The standard Acura RDX starts at $36,665, including the $995 destination charge. It comes with the 3.5-liter V6 engine, a six-speed automatic transmission, front ventilated disc and rear disc brakes, 18-inch alloy wheels, a compact steel spare, a rearview camera, an alarm, tire pressure monitoring, and six airbags. There are automatic LED headlights, front and rear wipers, heated power mirrors with memory, a power sunroof, a power liftgate, leatherette seats, power heated front seats, driver's seat memory, a split-folding rear bench seat, keyless entry/ignition, dual-zone climate control, cruise control, a leather-wrapped steering wheel, ambient lighting, a seven-speaker audio system, Bluetooth, front USB inputs, and a five-inch screen.
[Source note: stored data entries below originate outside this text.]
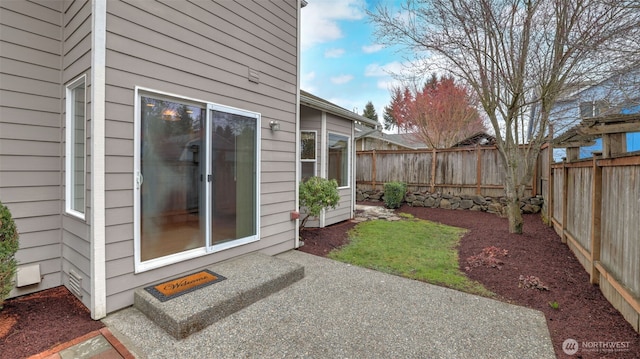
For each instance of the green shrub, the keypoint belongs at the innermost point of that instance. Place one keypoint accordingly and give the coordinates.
(394, 194)
(8, 249)
(316, 194)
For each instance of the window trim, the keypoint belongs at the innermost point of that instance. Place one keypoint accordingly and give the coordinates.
(348, 150)
(70, 123)
(315, 159)
(209, 248)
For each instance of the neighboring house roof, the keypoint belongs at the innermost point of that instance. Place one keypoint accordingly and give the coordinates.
(407, 140)
(479, 138)
(309, 100)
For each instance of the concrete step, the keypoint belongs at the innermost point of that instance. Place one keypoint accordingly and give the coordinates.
(249, 278)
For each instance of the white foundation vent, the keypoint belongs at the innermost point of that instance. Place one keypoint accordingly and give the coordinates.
(75, 283)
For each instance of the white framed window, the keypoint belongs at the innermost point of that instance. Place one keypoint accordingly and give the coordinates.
(197, 178)
(338, 163)
(75, 147)
(308, 154)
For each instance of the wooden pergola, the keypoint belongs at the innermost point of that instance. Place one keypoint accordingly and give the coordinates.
(612, 129)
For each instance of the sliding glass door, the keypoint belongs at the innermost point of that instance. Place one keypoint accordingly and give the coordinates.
(197, 179)
(233, 177)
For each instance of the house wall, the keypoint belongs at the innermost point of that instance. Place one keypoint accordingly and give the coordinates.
(76, 61)
(30, 136)
(202, 51)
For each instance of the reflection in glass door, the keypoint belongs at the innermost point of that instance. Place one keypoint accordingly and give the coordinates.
(171, 212)
(198, 183)
(233, 177)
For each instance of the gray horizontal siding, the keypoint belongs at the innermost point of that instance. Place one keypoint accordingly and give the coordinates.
(76, 61)
(30, 136)
(202, 51)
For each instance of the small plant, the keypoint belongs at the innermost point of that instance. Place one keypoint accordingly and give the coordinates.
(531, 282)
(8, 248)
(394, 194)
(489, 257)
(316, 194)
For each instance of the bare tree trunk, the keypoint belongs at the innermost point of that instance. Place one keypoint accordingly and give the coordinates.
(514, 215)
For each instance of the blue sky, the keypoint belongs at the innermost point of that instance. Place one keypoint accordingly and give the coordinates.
(341, 61)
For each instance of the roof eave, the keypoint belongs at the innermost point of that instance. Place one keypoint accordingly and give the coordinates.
(336, 110)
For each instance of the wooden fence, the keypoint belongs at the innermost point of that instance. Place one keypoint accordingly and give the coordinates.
(467, 170)
(594, 206)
The Acura RDX with AcuraWatch Plus retails for $37,965. It adds safety equipment like forward-collision braking, automatic emergency braking, lane departure warning, adaptive cruise control, and lane-keep assist.

The Acura RDX with Technology Package comes in at $40,365. It builds on the standard RDX trim, with blind-spot monitoring, rear cross-traffic alert, leatherette/leather seats, a 10-speaker ELS Studio audio system, HD Radio, an eight-inch touchscreen with voice controls, and a navigation system.
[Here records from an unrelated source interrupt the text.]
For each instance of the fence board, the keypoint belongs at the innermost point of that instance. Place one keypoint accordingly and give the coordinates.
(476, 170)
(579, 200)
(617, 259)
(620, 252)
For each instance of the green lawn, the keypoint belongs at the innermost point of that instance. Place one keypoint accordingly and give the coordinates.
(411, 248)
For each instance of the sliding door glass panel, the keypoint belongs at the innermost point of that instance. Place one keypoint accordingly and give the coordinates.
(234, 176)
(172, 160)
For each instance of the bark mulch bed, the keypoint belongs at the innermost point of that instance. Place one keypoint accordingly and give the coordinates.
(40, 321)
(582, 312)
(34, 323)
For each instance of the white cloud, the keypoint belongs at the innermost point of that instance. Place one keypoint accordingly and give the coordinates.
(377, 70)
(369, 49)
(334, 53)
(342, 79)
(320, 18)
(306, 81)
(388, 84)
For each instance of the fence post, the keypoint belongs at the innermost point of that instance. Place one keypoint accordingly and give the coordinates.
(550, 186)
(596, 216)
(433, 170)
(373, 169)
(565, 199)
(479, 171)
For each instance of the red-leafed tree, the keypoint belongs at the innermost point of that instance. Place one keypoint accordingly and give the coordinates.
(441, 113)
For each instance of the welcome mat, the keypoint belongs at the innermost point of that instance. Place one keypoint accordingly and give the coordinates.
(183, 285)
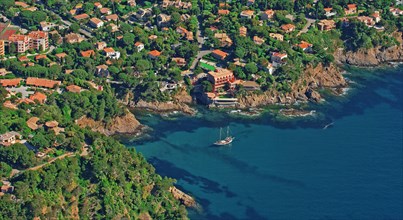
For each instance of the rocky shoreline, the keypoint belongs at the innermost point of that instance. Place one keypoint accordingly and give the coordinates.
(126, 124)
(304, 90)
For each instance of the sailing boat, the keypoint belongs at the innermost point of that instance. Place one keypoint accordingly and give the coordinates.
(226, 141)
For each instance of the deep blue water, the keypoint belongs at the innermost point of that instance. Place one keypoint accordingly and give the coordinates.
(295, 169)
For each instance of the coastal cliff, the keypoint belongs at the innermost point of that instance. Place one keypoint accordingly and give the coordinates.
(374, 56)
(184, 198)
(180, 102)
(305, 89)
(127, 124)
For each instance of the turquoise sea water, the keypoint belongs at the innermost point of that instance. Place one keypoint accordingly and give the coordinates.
(297, 169)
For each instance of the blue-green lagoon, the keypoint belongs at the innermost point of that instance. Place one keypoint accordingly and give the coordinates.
(293, 169)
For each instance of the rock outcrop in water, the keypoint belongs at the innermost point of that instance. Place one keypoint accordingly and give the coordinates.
(374, 56)
(126, 124)
(187, 200)
(305, 89)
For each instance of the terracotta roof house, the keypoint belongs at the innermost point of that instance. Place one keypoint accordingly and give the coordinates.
(106, 11)
(114, 27)
(225, 40)
(73, 38)
(377, 16)
(21, 4)
(8, 139)
(39, 82)
(247, 14)
(287, 28)
(220, 77)
(61, 56)
(329, 12)
(257, 40)
(74, 88)
(326, 25)
(111, 53)
(10, 82)
(163, 20)
(81, 17)
(100, 45)
(102, 70)
(223, 12)
(366, 20)
(305, 46)
(40, 57)
(40, 97)
(250, 85)
(8, 104)
(87, 53)
(278, 37)
(278, 58)
(219, 54)
(154, 54)
(97, 5)
(26, 101)
(250, 2)
(268, 14)
(185, 33)
(243, 31)
(152, 37)
(46, 26)
(179, 61)
(351, 9)
(32, 123)
(113, 17)
(51, 124)
(96, 23)
(23, 59)
(139, 46)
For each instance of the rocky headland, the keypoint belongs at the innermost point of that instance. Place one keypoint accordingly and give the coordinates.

For $41,665, shoppers can get an Acura RDX with both AcuraWatch Plus and the Technology Package.

The top-flight Acura RDX with Advance Package costs $43,315. It gets exclusive features like front and rear parking sensors, rain-sensing wipers, heated/cooled front seats, a remote engine starter.

We think most shoppers would be happiest with the Acura RDX with AcuraWatch Plus. It comes with all of the critical driver assistance features expected from a modern luxury vehicle. While upper trim levels have high-end amenities, the standard RDX still comes with plenty of features and for a low price, making it one of the best values in its segment.